Almost half of the people with COVID-19 in Santa Cruz contracted the virus where they work, in places like banks, supermarkets, butchers, construction sites and stores, specified the Ministry of Health director for the Santa Cruz area, Warren Chavarria, during the municipal council session on October 20.
Other cases arose due to family contact (16%), socializing (16%), spread within the hospital (9%) and imported (1%). Health area authorities didn’t specify how 16% of the people who are COVID-positive were infected.*
The increase in cases in the last week caused the canton to go on orange alert, announced Alexander Solis, president of the National Emergency Commission (CNE- Comisión Nacional de Emergencias), at the press conference on Tuesday, October 27.
According to Ministry of Health statistics, in recent weeks, Santa Cruz was already reporting an accelerated increase in infections. It took the canton 172 days to reach the first 100 cases, 25 days to reach 200, 18 to reach 300, 12 to get to 400, just three days to get to 500 and another three days to reach 600.
But in the last five days, the canton has stayed at less than 700. As of Tuesday, October 27, the cumulative number of cases was 686, the majority in the districts of Santa Cruz (294) and Tempate (159).
The area health director affirmed that more than 100 new cases reported the previous week from the building contractor, “Alfa Company”, in Las Catalinas, in the Tempate district, caused the canton’s active cases to begin to exceed recovered cases, a trend that continues.
The curve [of cumulative cases] became completely vertical,” Chavarria remarked. However, he assured The Voice of Guanacaste that “these cases practically didn’t generate more in the community and this outbreak is under control.”
“What’s happening is that there are other cases scattered throughout the canton that are not so easy to trace,” he added.
Super-spread
Just on Monday, October 19, the Ministry of Health registered 105 new cases among people working for a construction company in Las Catalinas, in Tempate, and issued health isolation orders to 145 contacts residing in the cantons of Santa Cruz, Liberia, Nicoya and Carrillo.

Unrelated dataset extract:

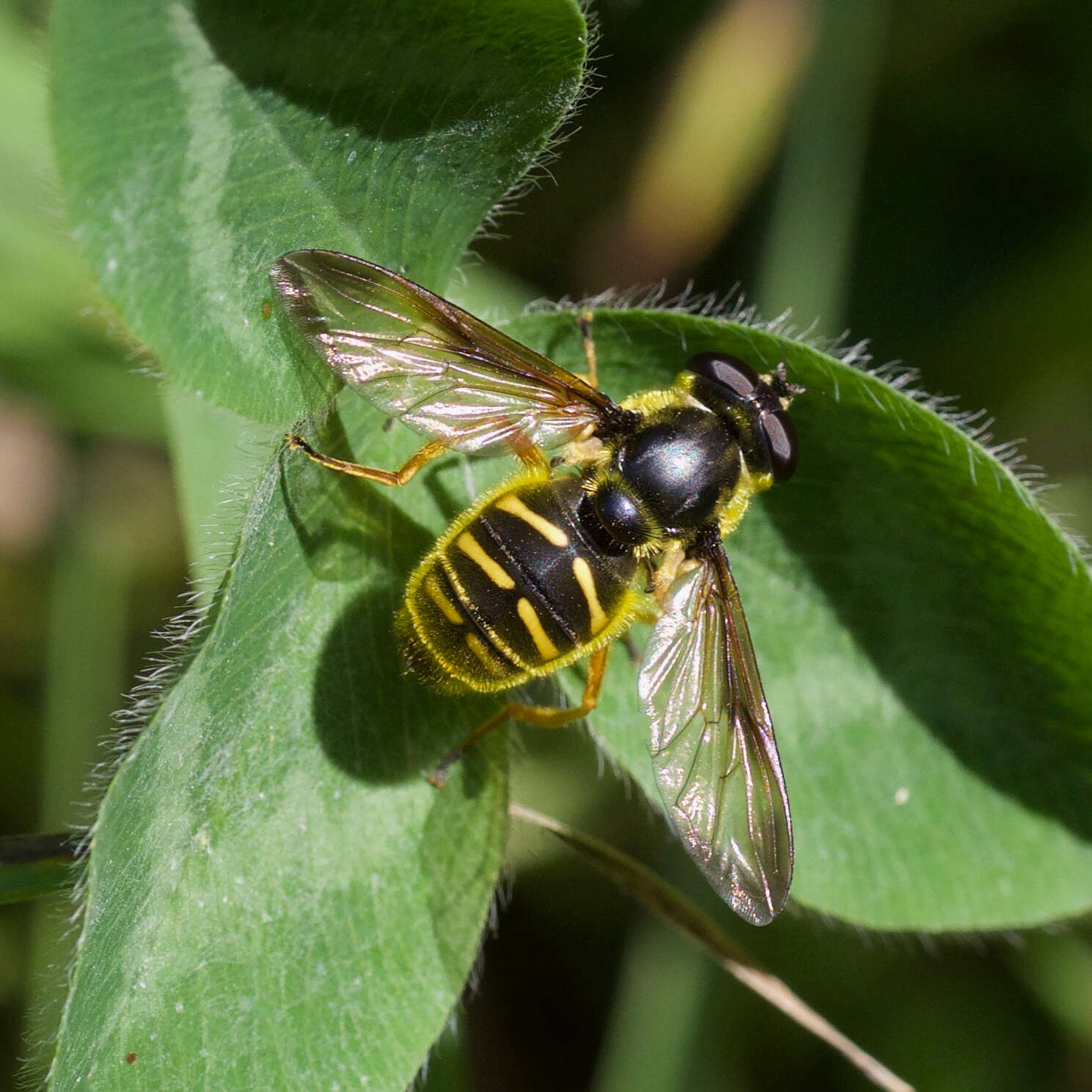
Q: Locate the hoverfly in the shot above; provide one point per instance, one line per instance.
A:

After more than a week of monitoring these cases, the area director assured The Voice of Guanacaste that the cluster (in other words, the group whose infection shares the same origin) did not generate more infections because the company isolated the COVID-positive people in the camp where they live.
“From the moment we knew about the infections, we started to coordinate with the company. They assumed responsibility for food and medical care in a private doctor’s office,” he highlighted as an advantage for controlling infections and caring for the people. “In fact, the isolation ends on Thursday, the 29th. If there’s no problem, on the 30th they can work already,” he added.
Tracing Concerns
During the Santa Cruz Municipal Council session on October 20, council members and district representatives for Santa Cruz expressed their concerns about the increase in infections in the canton, assuming that the cases come from infections among the Nicaraguan immigrant population that works in construction.
For example, alternate council member Warner Rodriguez said that “almost all the cases we have had in the canton are imported.” He added that “without using the scientific method,” he knows that workers who have two or three days off go to Nicaragua and come back.
However, Chavarria replied that “most are from here,” in other words, residents of the canton. “It may be that a person at first has come from another canton or country and transmitted it to a family member and that one has spread it,” he mentioned, “but these end up being cases of local transmission.”
In fact, according to Chavarria, only 1% of the cases have been imported. He also added that they have only shut down the operations of four companies since the health emergency began in the canton.
Chavarria explained that after each outbreak in companies, the Ministry of Health coordinates with the Public Force and Immigration Police to verify the immigration status of employees.
To us, nationality isn’t significant. What interests us is the patient’s condition, the cluster where he caught it and the traceability that is given,” Chavarria told The Voice of Guanacaste.
The official insisted that every inhabitant has a responsibility to reduce infections. “The protection measures clearly work,” Chavarria said. “Notice that those who are most exposed, doctors, nurses, medical personnel, are the ones least infected because they always use protection,” he said, referring to the canton’s intra-hospital infection rate (9%).
Journalist’s note: The area health director, Warren Chavarria, gave different percentages for the distribution of infections during his presentation at the Santa Cruz Municipal Council session. However, there was an error in the calculations. Chavarria specified the correct percentages to The Voice of Guanacaste.